June 6, 2011

Waiting for Power

                Jesus has ascended and the disciples are left to wonder what is coming next.  Jesus had deflected their questions about restoring the kingdom to Israel; that is God's business, not theirs, he contended.  There was something much more urgent for them to do: they were to wait in Jerusalem for the promised outpouring of God's Spirit who would empower witness in Jerusalem, Judea, Samaria, and to the ends of the earth.  The expanse of this mission is stunning, particularly since the heavenly messengers addressed them as "Men of Galilee" (Acts 1:11), acknowledging their provincial upbringing.

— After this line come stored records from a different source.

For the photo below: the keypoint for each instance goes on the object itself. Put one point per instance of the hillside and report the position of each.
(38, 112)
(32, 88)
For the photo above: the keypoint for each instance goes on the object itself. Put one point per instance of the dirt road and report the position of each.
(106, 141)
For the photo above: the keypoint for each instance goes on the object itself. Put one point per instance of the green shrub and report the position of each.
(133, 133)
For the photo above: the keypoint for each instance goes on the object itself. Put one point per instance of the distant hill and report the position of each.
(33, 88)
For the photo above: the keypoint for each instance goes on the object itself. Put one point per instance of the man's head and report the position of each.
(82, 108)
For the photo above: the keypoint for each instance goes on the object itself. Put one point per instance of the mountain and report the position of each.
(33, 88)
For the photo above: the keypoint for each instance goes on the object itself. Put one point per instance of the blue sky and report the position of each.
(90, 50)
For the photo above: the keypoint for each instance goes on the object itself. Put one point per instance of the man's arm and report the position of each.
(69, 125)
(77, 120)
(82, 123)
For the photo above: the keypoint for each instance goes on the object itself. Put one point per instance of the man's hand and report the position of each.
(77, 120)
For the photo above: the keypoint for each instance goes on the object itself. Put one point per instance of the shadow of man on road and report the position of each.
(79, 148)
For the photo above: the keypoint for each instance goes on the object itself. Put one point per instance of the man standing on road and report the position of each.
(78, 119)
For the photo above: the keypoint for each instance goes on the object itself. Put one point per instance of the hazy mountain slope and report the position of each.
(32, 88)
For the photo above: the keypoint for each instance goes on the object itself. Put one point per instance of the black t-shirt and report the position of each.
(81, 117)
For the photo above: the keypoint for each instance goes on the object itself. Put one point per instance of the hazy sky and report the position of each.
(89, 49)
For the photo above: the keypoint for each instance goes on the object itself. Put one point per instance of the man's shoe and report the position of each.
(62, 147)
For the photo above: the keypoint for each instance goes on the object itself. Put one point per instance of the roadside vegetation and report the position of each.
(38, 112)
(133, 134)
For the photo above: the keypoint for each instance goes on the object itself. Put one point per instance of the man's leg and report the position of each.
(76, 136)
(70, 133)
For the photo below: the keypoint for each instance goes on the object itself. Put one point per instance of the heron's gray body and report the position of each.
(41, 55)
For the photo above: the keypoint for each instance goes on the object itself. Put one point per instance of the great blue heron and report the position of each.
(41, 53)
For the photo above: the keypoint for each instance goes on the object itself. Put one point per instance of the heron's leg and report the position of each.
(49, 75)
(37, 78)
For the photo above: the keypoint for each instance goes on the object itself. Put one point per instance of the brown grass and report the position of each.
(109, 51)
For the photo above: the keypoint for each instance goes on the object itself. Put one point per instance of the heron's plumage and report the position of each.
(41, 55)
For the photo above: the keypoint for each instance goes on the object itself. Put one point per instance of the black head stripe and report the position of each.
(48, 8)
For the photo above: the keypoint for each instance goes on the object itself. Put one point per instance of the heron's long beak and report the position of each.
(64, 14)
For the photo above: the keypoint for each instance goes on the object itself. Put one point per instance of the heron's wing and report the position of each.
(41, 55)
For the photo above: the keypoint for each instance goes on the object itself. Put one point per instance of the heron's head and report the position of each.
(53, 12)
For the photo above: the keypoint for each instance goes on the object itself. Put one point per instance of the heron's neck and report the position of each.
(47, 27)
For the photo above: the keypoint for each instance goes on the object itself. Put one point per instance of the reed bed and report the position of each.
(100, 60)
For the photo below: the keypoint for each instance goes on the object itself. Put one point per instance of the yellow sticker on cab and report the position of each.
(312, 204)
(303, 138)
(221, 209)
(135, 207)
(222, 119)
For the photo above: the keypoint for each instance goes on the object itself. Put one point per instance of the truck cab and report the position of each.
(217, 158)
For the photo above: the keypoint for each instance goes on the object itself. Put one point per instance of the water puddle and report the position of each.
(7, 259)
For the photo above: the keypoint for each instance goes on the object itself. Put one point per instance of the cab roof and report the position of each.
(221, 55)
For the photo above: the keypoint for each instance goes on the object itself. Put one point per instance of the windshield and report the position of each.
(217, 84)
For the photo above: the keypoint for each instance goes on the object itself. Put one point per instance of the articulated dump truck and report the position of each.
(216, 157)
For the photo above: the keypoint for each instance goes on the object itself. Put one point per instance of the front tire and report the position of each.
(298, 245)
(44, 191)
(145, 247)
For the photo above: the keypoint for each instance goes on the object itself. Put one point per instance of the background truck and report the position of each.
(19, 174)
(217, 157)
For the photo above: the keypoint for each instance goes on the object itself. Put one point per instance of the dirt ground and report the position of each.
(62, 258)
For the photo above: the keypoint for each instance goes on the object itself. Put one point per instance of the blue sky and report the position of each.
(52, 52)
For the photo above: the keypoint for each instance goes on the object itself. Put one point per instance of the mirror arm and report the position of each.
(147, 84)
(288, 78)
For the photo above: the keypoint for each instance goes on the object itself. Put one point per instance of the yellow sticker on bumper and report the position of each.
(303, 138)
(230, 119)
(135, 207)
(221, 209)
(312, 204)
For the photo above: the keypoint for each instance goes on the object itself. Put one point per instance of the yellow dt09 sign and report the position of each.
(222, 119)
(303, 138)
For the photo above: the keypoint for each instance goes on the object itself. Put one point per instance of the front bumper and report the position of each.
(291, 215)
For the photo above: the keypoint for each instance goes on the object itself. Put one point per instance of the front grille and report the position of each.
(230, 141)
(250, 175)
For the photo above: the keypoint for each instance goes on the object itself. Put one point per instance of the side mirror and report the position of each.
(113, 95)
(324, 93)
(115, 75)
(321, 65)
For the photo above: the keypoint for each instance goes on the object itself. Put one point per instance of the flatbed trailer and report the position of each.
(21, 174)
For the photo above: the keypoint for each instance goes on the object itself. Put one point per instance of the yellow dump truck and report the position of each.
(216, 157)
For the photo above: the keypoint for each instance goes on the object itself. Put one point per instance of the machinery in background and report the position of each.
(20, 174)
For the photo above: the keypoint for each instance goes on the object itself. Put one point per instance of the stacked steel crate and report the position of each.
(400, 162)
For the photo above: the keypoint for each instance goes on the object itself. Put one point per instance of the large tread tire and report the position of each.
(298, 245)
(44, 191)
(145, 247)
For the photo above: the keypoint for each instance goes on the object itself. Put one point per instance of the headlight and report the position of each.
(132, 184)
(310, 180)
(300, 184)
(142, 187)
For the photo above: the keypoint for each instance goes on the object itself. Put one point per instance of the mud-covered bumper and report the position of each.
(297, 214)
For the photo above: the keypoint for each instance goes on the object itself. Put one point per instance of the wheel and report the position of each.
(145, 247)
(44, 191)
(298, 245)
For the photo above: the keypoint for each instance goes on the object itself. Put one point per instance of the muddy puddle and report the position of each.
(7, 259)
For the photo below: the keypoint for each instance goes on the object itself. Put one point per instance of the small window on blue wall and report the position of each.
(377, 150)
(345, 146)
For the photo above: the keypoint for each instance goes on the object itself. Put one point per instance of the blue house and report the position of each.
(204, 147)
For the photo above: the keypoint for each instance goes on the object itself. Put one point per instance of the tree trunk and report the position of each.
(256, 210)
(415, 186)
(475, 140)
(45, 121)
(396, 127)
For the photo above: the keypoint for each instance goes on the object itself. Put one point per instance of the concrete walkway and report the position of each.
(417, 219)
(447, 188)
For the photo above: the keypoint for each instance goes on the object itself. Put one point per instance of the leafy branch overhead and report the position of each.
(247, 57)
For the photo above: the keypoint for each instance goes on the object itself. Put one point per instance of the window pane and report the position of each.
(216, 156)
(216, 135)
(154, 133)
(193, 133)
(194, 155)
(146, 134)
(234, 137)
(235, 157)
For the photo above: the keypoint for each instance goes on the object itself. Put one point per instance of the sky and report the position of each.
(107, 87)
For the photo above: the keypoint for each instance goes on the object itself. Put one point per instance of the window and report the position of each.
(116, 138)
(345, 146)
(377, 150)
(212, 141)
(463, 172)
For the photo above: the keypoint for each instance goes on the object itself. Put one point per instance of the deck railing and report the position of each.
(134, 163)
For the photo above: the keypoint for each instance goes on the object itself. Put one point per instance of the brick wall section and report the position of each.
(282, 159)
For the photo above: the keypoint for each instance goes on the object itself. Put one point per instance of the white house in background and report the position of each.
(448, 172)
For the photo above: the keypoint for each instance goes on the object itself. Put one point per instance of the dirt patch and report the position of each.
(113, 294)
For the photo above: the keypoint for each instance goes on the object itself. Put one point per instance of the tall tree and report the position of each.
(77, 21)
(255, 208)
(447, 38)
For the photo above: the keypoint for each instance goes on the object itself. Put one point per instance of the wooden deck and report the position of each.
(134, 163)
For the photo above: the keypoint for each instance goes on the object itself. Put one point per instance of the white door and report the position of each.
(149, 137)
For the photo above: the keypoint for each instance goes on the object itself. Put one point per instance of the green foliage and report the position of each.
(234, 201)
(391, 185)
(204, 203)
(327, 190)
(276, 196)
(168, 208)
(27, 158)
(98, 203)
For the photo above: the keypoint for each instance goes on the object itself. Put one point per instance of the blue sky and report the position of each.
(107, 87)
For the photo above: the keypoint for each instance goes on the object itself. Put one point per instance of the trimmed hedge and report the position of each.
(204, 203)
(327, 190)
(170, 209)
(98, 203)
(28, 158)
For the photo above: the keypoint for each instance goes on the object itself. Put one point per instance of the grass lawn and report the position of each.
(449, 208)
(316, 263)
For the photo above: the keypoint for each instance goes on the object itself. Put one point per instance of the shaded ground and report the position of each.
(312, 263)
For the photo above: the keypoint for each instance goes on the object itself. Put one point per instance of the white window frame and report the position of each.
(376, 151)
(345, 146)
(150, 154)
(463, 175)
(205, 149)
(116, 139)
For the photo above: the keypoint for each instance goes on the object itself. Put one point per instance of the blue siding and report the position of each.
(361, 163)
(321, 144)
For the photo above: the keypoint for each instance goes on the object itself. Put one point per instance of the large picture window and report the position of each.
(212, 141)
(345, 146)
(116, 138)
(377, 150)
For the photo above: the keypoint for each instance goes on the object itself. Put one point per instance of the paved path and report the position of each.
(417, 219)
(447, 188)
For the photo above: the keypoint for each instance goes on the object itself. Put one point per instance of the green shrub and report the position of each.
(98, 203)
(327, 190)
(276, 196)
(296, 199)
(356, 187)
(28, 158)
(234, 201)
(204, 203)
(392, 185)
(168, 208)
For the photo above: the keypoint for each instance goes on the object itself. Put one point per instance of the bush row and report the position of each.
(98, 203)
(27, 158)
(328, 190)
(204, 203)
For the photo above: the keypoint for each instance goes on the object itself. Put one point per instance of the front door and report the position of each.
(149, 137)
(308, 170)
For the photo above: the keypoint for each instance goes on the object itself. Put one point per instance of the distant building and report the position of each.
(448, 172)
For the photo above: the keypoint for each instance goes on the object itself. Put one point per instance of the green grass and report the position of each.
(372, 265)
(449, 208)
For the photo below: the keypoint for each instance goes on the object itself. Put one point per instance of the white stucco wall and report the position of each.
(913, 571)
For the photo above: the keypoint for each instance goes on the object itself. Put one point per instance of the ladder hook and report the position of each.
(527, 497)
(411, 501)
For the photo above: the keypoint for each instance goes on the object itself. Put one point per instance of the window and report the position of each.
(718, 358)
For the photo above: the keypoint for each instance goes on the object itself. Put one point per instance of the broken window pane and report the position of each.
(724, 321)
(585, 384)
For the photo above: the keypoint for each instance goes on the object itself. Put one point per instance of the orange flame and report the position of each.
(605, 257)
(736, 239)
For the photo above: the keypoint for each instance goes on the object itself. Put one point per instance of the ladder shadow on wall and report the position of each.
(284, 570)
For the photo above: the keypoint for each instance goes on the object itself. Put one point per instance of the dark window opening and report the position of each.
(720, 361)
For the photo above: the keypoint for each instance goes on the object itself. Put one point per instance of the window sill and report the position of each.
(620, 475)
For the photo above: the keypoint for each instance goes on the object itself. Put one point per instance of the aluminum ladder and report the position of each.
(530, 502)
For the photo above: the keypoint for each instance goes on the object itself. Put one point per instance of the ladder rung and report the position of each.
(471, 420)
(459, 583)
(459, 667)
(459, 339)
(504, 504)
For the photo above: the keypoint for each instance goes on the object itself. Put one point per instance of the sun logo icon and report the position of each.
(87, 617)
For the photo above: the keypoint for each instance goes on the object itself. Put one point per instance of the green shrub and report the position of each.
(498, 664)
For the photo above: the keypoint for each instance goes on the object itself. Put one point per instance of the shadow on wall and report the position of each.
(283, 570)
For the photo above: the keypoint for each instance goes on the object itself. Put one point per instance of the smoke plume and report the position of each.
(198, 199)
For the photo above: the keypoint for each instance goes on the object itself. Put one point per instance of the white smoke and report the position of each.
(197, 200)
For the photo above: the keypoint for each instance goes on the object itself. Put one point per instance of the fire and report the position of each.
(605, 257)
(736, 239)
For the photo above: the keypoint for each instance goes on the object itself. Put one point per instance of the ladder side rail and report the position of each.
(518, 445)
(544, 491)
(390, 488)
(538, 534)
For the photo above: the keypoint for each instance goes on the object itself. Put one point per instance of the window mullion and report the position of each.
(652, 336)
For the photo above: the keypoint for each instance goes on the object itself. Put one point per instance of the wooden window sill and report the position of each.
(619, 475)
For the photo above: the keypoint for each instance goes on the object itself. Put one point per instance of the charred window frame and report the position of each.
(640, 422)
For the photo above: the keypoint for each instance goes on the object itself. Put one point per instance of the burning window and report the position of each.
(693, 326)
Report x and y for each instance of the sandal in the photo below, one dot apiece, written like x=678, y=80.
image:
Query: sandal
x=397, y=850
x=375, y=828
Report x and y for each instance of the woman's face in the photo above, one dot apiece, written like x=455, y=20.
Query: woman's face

                Can you imagine their conversations as they return to the upper room after trying to comprehend the ascension?  Was it really necessary for Jesus to be absent for the Spirit to come? What will the baptism of the Spirit be like?  Unlike John's baptism with water, to be baptized in Spirit will be catalytic to the evangelization of the Roman Empire, a reality they could not fathom at this point.  How long must they wait?  Gathered for prayer, the women and men anticipated that Pentecost would surely take on new meaning in light of the Risen Christ's instruction.

                We often think of waiting as a passive, inert activity.  The beloved text from Isaiah assures that those who "wait upon the Lord" shall renew their strength (40: 31).  Actually the word "wait"  (qawah) in Hebrew means  to "braid a rope" or "stretch a cord tight."  This suggests that the one waiting attaches a life-line to God and works toward what the waiting will bring. [Truthfully, I do not remember much Hebrew, thus I was in touch with my personal "Hebrew Help Desk," Dr. Timothy Ashley of CBTS/Wisconsin for this insight.]  The words "wait" and "hope" are closely related here, and surely these early believers sought to put themselves in a "posture of receptivity," to use the words of Richard Foster.  Waiting for power, they did all they could to prepare for this new manifestation of God's indwelling.

            Scholars have suggested that one of Luke's concerns in writing Luke-Acts was to assure the church that the power they needed to be faithful in witness had been given to them.  Whereas the Pauline literature often addressed proper stewardship of the Spirit's gifts, Luke wanted his epoch to know that God had entrusted the empowering Spirit to the whole people of God for the work of ministry.  We need to reclaim this assurance in a time when the culturally established place of the church is waning and the challenge of faithful witness grows daily.  We will receive power necessary for the mission to which we are called; it is the promise of the Risen Christ.